L’Italia va verso l’arancione: ma ecco chi resta in rosso

Già da martedì prossimo l’Italia potrebbe tornare a essere tutta colorata di arancione, a eccezione di due Regioni, la Campania e la Valle d’Aosta che resterebbero ancora in zona rossa.

Se così davvero avvenisse, potrebbero riaprire i negozi, tornerebbero a essere permesse le visite ad amici e parenti, e anche gli spostamenti all’interno del proprio comune non sarebbero più vietati. A sperare nel cambio sono sette delle nove regioni ancora adesso in fascia rossa.

Il record di decessi in Italia

Proprio ieri era stato registrato il record di decessi dall’inizio dell’anno: 627. Queste regioni sarebbero infatti in regola con il nuovo parametro, insieme al valore dell’Rt e all’indice di rischio, indicato dal governo Draghi che impone la zona rossa e restrizioni particolarmente dure. Hanno infatti l’incidenza dei contagi sotto la soglia dei 250 casi per 100mila abitanti.

Come sottolineato da Repubblica però, proprio qui nasce il problema. I tempi pensati per le due regole non coincidono per nulla. Le Regioni che sono entrate in fascia rossa a causa dell’Rt devono rimanerci per due settimane, mentre ne basterebbe una a quelle che vi sono entrate per l’incidenza. A conti fatti quindi, Piemonte, Lombardia, Emilia-Romagna, Toscana, Friuli Venezia Giulia, Puglia e Calabria potrebbero avere già da oggi i numeri da arancione.
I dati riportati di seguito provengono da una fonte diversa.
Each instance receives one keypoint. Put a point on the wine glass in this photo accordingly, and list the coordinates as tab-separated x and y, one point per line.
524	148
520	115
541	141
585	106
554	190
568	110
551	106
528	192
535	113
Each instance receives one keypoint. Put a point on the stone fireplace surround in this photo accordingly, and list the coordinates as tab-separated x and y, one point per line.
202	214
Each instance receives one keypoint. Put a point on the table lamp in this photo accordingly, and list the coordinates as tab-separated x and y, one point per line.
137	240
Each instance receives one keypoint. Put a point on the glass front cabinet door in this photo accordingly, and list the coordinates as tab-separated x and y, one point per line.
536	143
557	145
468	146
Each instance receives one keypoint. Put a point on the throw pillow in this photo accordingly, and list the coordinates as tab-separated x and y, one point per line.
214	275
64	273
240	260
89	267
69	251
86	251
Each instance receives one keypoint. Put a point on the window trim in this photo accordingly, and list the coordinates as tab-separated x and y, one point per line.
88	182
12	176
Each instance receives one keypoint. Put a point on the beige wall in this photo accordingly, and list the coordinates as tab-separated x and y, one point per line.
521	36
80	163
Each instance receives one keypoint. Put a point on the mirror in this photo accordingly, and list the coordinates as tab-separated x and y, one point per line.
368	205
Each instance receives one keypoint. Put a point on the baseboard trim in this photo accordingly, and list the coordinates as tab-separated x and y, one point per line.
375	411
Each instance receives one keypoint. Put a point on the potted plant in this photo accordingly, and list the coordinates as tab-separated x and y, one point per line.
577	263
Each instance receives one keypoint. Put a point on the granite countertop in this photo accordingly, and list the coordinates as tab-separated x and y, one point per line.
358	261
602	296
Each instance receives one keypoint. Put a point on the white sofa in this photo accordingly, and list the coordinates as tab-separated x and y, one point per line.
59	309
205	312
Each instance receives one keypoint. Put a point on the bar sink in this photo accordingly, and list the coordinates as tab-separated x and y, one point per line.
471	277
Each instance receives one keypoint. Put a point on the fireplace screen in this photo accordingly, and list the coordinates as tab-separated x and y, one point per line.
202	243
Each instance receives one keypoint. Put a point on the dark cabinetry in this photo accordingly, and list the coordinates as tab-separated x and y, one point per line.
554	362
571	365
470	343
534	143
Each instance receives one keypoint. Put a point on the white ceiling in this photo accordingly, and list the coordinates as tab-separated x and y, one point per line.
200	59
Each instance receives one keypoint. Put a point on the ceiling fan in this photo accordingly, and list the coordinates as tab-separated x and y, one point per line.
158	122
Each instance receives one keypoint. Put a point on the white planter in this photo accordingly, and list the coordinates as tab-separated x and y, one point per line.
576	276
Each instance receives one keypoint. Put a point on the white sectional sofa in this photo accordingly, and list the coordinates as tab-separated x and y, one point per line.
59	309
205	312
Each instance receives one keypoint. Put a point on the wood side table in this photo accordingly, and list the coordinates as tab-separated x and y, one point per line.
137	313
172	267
Invece Campania e Valle d’Aosta sono costrette a restare rosse.

Il monitoraggio dell’Istituto superiore di sanità, fino allo scorso mese si basava su 21 parametri per collocare le Regioni in una o in un’altra fascia. Alla fine però quelli che contavano maggiormente erano il valore dell’Rt, ovvero l’indice di replicazione dei casi, e l’indice di rischio che dipendeva dalla pressione sul sistema sanitario. Il parametro dell’Rt era poi cambiato in corsa, bastava avere 1 per andare in fascia arancione, mentre con 1,25 si finiva direttamente in rosso. Per almeno due settimane. Infatti, il miglioramento dei dati doveva essere costante per due monitoraggi prima di far passare di fascia la Regione. Il governo Draghi ha poi deciso di inserire anche un altro parametro, quello dell’incidenza di 250 casi per 100mila abitanti, superata questa soglia si finisce in zona rossa senza se e senza ma. Lo stesso vale anche per i Comuni e le Province.

Sono stati fatti meno tamponi

Peccato però che questa durata di permanenza non sia uguale all’altra. Dato che l’incidenza viene calcolata ogni settimana, è sufficiente che i dati degli ultimi sette giorni siano in media meno di 250 per smorzare le restrizioni. La scorsa settimana Veneto, Marche e provincia di Trento sono tornate arancioni proprio per questo motivo. Da martedì potrebbe accadere anche per sette delle Regioni che sono adesso rosse e che mostrano in questi giorni una incidenza inferiore ai 200 casi positivi. La Puglia è l’unica di poco sotto la quota massima dei 250. C’è però da dire che durante il periodo pasquale sono stati fatti molti meno tamponi rispetto al solito. Il sabato della vigilia 250mila, a Pasqua 102mila e a Pasquetta 112mila. Solitamente la media giornaliera si aggira intorno ai 300-350mila.